A Reply to James Reston’s Critique
June 1978
Exiled from his native Russia, Aleksandr Solzhenitsyn delivered the commencement speech at Harvard University on June 8, 1978. Solzhenitsyn spoke of the decline of courage in Western societies generally and in the United States in particular, vis-à-vis the Soviet Union. He argued that the security and contentment of Americans had made them morally soft; their freedom had decayed into self-indulgence. Meanwhile, Soviet tyranny had toughened Russians, and these two moral changes, taken together, put into question the survival of genuine freedom everywhere.
New York Times columnist James Reston issued an indignant reply to the speech. He was especially exercised by Solzhenitsyn’s charge that America’s “capitulation” in the face of the military advance of communist North Vietnamese forces against South Vietnam three years earlier had been “hasty.” “Hasty?” he exclaimed: “After a generation of slaughter?” Solzhenitsyn probably referred to the U. S. Congress’s refusal to grant additional military funding to South Vietnam after American troops had withdrawn, rather than the whole course of the war. But in my response to Reston I addressed another aspect of his critique.

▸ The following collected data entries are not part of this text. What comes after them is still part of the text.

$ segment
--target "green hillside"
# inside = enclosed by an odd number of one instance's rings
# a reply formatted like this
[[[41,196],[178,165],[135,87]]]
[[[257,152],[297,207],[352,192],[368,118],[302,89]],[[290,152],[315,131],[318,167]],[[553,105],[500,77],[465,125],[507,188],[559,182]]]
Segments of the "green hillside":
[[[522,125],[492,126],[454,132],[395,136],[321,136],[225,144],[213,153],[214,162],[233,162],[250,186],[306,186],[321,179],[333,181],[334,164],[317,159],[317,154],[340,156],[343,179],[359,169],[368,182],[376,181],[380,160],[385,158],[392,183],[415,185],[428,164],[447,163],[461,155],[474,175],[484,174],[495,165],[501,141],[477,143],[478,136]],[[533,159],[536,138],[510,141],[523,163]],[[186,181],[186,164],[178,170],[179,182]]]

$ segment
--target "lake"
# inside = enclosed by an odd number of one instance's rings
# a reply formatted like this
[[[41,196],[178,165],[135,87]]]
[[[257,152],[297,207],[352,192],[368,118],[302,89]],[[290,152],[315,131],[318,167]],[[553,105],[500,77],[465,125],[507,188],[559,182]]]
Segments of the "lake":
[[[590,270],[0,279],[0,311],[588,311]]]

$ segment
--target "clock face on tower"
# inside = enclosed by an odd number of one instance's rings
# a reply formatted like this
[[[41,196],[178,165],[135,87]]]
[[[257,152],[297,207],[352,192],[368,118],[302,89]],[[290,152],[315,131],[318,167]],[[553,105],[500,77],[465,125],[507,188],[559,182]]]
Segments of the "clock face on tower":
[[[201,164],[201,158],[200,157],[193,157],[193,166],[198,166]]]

Mr. Reston sees “a fundamental contradiction” in Solzhenitsyn’s address at Harvard, a contradiction between the assertion that “only moral criteria can help the West against Communism’s strategy” and the assertion that “only American military power and willpower” could have stopped the advance of Communism in Southeast Asia.
No contradiction: Solzhenitsyn sees that willpower and morality intersect, that there are some moralities that tend to soften human character and others that tend to toughen it. His argument that the nation, Russia, is spiritually stronger than ours doesn’t in any way endorse the Soviet government. The point is rather that the Russians have been forced to become morally tougher because their adversary, the government, is more overtly evil, whereas in the United States evil takes a more seductive, pleasing form and thus eases us into shallower lives.
In his high-flown praise of American’s “spiritual heritage” as the cause of our withdrawal from Vietnam, Mr. Reston overlooks the fear of our supposedly exemplary anti-war protesters–what Hobbes called the fear of violent death; “belief in the sanctity of individual human life,” indeed.
Solzhenitsyn would remind us that some things surpass individual human life in their sanctity. The fact that it is possible to hold up the individual life’s sanctity as the American summum bonum demonstrates Solzhenitsyn’s point about American moral shallowness more conclusively than anything Solzhenitsyn said.
As for military power, it is necessary on another level, the level of practice. Only moral toughness can bring a decent country to use military power, but moral toughness without power can find itself imprisoned by tyrants. Or, in a different way, by purveyors of intellectual fashion.
Unsurprisingly, the Times didn’t publish this. But James Reston replied in a letter to me dated June 20:
Dear Mr. Morrisey,
Thank you for your opinion on my Solzhenitsyn column.
There really is so much controversy on what he said that it would take more time than I have to go into all the details. On reflection, there is rather more in your interpretation of the effects of suffering than in mine.
Sincerely,
James Reston
The spirit of kind magnanimity in that note touches me even today, nearly forty years after receiving it.